Analyzing reviewer information¶
To analyze reviewer information of a dataset, dataset command provides the following subcommands.
The basic usage of this command is
$ dataset <dataset-specifier> <dataset-parameters> reviewer <subcommand>
where the dataset-specifier is a name of the dataset to be analyzed. It is depended on which libraries you have installed and dataset -h
returns a list of available dataset names.
dataset-parameters are optional arguments specified with --dataset-param
flag. The --dataset-param
flag takes a string which connecting key and value with a single =. The --dataset-param
flag can be given multi-times. You can find what kinds of parameter keys are defined in the dataset you want to use from documents of function load
defined in the dataset.
For example, dataset file
means loading a dataset from a file, of which each line contains a review in the JSON format. To load such dataset, use file
as the dataset-specifier and give the file path as a dataset-parameter with file
key, i.e. --dataset-param file="path/to/file"
.
The other datasets the Review Graph Mining project provides are:
- A Synthetic Review Dataset Loader (rgmining-synthetic-dataset),
- Six Categories of Amazon Product Reviews Loader (rgmining-amazon-dataset),
- Trip Advisor Dataset Loader (rgmining-tripadvisor-datast).
All packages are available on PyPI and you can install them by pip install
.
retrieve¶
retrieve subcommand takes a list of product IDs and outputs IDs of reviewers who review at least one product belonging to the given set of products.
The usage is
$ dataset <dataset-specifier> <dataset-parameters> reviewer retrieve <file>
The specified file consists of product IDs and each line has one ID.
active¶
active subcommand takes an optional argument, threshold, and outputs IDs of reviewers whose the number of reviews are greater than or equal to the threshold.

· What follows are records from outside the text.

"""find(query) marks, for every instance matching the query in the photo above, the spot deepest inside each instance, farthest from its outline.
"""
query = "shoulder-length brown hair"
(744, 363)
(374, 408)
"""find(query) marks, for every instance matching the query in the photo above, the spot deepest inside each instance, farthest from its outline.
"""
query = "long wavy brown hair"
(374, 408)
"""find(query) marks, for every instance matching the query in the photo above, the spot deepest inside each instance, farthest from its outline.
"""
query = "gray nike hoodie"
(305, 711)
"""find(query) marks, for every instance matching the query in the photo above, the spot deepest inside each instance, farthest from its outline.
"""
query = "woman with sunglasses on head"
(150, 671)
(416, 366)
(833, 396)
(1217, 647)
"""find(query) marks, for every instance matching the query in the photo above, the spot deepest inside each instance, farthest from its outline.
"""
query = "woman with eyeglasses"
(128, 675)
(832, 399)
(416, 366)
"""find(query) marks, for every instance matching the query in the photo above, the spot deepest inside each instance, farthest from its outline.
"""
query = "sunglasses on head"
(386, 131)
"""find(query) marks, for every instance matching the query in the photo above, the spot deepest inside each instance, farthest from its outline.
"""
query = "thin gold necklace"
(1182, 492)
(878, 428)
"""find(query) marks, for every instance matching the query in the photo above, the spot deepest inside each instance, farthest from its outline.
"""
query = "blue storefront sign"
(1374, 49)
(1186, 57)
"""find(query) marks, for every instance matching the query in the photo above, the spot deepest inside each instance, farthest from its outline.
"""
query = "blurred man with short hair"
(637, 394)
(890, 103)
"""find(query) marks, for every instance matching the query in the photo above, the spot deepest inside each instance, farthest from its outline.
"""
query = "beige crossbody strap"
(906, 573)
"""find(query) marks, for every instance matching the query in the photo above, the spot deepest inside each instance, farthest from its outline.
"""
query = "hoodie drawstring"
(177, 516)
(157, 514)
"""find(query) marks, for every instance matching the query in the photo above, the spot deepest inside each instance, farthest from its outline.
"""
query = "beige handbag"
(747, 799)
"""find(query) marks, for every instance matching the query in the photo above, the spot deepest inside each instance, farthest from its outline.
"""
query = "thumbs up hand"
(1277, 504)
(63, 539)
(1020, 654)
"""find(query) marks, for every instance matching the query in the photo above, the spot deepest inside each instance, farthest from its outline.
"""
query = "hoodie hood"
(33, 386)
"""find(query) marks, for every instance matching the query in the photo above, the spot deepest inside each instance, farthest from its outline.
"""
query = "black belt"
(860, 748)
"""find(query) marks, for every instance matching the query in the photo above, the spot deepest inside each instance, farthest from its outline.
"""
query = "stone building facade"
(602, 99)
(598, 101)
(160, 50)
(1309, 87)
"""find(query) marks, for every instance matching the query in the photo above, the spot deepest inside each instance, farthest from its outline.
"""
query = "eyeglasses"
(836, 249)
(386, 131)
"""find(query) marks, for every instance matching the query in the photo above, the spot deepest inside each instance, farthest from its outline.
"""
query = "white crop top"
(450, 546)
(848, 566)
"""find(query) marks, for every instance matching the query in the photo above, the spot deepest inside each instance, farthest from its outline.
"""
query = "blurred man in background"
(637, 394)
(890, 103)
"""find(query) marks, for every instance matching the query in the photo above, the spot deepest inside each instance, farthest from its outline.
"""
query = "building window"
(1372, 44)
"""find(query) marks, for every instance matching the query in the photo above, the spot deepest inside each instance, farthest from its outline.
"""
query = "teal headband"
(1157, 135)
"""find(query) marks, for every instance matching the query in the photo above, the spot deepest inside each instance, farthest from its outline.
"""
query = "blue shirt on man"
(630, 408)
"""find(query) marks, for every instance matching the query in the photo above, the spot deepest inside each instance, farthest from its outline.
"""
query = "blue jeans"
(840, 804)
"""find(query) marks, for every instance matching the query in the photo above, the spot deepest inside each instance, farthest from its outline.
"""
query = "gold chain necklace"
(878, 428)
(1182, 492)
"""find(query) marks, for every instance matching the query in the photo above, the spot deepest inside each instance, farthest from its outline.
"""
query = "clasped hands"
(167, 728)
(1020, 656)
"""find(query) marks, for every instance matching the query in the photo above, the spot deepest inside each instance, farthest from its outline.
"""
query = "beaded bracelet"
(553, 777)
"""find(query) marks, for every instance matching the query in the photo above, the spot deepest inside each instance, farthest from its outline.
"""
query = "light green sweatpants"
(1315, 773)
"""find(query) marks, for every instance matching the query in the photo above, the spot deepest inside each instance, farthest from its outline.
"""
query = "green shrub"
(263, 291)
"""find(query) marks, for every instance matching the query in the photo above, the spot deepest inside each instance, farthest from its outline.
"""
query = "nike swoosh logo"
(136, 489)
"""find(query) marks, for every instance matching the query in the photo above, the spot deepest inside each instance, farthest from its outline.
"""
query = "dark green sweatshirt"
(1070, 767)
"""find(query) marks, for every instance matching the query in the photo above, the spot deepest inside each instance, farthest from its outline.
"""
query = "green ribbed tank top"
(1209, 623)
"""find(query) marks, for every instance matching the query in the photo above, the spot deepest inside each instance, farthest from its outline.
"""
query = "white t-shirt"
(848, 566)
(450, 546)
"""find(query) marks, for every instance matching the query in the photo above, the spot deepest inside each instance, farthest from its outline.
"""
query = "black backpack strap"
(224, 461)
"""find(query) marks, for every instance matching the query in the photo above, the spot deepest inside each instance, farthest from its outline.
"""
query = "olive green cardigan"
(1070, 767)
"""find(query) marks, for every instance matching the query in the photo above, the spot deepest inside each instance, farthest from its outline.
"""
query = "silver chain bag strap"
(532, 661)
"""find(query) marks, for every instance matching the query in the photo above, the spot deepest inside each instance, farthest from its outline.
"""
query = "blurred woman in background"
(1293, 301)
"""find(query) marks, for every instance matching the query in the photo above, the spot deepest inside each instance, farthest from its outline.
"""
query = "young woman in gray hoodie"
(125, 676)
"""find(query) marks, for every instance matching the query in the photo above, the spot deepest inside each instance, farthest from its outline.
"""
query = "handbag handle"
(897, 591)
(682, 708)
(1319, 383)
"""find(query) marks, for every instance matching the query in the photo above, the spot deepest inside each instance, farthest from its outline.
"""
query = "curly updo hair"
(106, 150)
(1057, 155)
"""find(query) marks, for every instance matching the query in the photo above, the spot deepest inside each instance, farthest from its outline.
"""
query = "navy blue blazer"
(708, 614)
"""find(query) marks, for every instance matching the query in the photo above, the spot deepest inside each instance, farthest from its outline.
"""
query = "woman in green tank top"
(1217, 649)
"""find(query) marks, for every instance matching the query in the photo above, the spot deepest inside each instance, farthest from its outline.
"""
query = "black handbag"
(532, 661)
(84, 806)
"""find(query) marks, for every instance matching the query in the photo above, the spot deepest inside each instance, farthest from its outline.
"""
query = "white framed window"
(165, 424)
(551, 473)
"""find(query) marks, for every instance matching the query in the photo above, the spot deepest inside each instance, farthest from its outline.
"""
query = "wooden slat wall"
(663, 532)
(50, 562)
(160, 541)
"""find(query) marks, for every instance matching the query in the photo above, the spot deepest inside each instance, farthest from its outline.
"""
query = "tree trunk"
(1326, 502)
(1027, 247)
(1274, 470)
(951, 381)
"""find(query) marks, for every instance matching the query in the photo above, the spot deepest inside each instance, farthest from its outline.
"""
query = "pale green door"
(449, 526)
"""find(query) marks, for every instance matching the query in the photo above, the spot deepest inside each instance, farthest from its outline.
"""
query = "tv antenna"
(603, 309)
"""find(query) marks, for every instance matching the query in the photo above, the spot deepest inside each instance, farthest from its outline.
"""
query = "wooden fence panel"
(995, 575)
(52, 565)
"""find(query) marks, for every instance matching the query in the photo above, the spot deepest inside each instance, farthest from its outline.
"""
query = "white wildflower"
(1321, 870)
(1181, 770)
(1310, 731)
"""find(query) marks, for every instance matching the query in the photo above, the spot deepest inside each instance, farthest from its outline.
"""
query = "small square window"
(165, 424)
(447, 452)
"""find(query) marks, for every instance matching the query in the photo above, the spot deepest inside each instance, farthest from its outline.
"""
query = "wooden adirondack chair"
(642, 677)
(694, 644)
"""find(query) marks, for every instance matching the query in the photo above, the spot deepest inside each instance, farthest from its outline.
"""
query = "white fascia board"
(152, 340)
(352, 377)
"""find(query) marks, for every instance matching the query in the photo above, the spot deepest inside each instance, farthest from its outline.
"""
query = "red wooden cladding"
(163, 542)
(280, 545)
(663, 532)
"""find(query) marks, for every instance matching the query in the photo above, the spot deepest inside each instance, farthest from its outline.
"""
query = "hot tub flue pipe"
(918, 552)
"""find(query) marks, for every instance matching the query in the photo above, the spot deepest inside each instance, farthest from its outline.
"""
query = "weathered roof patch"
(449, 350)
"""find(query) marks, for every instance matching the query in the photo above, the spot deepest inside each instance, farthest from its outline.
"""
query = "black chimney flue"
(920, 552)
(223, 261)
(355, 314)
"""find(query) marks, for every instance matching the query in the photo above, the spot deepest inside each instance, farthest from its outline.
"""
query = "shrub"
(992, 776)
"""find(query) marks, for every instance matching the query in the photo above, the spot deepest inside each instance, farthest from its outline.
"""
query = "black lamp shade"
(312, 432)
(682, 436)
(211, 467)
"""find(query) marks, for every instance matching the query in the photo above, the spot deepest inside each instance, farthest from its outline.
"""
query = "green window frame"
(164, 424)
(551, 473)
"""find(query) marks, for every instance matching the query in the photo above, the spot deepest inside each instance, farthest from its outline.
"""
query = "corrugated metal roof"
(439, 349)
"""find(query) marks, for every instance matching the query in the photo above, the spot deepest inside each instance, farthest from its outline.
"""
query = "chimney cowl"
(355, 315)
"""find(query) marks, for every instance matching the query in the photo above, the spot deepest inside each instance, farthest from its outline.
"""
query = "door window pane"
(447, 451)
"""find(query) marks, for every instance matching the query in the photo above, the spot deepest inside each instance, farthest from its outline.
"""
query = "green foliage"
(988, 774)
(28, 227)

The default value of the threshold is 2.
The usage is
$ dataset <dataset-specifier> <dataset-parameters> reviewer active --threshold 5
The above example outputs IDs of reviewers who review at least 5 products.
reviewer_size¶
reviewer_size subcommand takes a list of product IDs and outputs IDs of reviewers who review at least one product in the given set of products, the number of reviews they posts, and which product in the product set they review.
The output is in the following JSON format:
{
"reviewer": <Reviewer ID>,
"size": <The number of reviews the reviewer posts>,
"product": <Product ID which the reviewer reviews in the targets>
}
Each line of the output has one above JSON object.
The usage is
$ dataset <dataset-specifier> <dataset-parameters> reviewer reviewer_size <file>
The specified file consists of product IDs and each line has one ID.
This command receives --csv
flag, and if it is set, the output will be formatted in a simple CSV format.
filter¶
filter subcommand takes a set of reviewer IDs and outputs reviews posted by the set of reviewers.
The output format is as same as the JSON format, i.e. each line has a JSON object such as
{
"member_id": <Reviewer ID>,
"product_id": <Product ID>,
"rating": <Rating score>,
"date": <Date the review posted>
}
The usage is
$ dataset <dataset-specifier> <dataset-parameters> reviewer filter <file>
The specified file consists of reviewer IDs and each line has one ID.
This command receives --csv
flag, and if it is set, the output will be formatted in a simple CSV format.